We have this now in my market. Same builder, same model house, same everything but location. One is selling around $275,000 and the other around $380,000 for identical products. Site value differences are NOT $105,000 and it is the market conditions and the cost of regulations between the areas, among probably some other things, but it is mainly what the market will pay. For example, lots in the $275,000 sub can be bought for $20,000 or so, and in the higher sub, around $60,000 or so. I don't get it. I would prefer the cheaper location all day long, but I am cheap.
 
A 275k house and a 380k house are not comps for each other. The price difference is so steep that they are 2 different buyer sets and therefore the houses even if same size by same builder are not substitutes for a buyer. The 275k buyer is priced out of a 385k area and a 385k buyer does not want to live in the cheaper area, even though they can well afford to. .

A location adjustment should be fairly easy to find, good suggestions here of various methods. An appraiser who does in the same areas/subdivisions year in year out accumulates a working knowledge of which areas sell for more /less, and which are suitable to pull comps from.

At the end of the day, an area commands for location what the market will pay. A more expensive area has something that buyers value and are willing to pay for ...(whatever that something is).
 
A 275k house and a 380k house are not comps for each other. The price difference is so steep that they are 2 different buyer sets and therefore the houses even if same size by same builder are not substitutes for a buyer. The 275k buyer is priced out of a 385k area and a 385k buyer does not want to live in the cheaper area, even though they can well afford to. .

A location adjustment should be fairly easy to find, good suggestions here of various methods. An appraiser who does in the same areas/subdivisions year in year out accumulates a working knowledge of which areas sell for more /less, and which are suitable to pull comps from.

At the end of the day, an area commands for location what the market will pay. A more expensive area has something that buyers value and are willing to pay for ...(whatever that something is).

They are two counties away. Just saying they are the same builder and same product, and that cost and land values do not always equate to price in the same way. Over and over and over again I will push grouped data for location adjustments.
 
They are two counties away. Just saying they are the same builder and same product, and that cost and land values do not always equate to price in the same way. Over and over and over again I will push grouped data for location adjustments.

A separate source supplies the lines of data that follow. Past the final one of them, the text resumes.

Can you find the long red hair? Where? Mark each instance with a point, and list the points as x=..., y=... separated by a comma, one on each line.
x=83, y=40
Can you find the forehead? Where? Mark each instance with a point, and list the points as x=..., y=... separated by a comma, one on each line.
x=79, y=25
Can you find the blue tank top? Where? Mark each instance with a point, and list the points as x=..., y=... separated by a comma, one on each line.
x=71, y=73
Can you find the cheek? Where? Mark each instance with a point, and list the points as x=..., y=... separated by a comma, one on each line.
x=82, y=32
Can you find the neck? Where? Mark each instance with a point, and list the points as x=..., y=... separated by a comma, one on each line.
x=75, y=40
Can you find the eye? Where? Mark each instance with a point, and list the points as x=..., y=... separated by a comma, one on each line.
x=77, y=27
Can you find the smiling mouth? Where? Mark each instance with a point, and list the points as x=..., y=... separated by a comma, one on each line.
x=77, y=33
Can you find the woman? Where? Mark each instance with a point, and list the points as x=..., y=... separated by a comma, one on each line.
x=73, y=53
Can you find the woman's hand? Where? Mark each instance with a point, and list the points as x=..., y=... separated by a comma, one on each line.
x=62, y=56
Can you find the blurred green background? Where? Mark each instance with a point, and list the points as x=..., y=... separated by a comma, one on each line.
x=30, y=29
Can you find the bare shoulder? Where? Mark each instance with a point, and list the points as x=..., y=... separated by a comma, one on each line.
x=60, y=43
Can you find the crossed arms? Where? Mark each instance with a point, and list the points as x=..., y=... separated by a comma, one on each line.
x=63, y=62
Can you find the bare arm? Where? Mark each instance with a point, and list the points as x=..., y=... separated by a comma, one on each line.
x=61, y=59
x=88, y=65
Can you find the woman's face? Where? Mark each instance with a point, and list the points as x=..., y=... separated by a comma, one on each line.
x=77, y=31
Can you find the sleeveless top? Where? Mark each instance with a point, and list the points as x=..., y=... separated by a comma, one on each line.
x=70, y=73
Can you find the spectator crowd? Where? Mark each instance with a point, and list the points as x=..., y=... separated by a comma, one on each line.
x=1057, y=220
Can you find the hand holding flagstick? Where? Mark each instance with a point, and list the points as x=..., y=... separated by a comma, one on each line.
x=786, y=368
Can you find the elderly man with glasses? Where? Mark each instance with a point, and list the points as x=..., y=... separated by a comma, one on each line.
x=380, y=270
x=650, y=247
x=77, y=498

I know you know what you are doing and i wouldn't question anybody that developed the adjustment with grouped sales. Personally, I think I would rather do paired sales than grouped sales. With paired sales, if everything else is equal (including market conditions), the difference would be site value. I am just surprised that a lot of people are dismissing difference in site value because everything else equal, that's what the location difference is. Sales comparison approach and the cost approach should tell a similar story and I don't know how we can dismiss difference in site values when cost approach is site value + contributory value of improvements.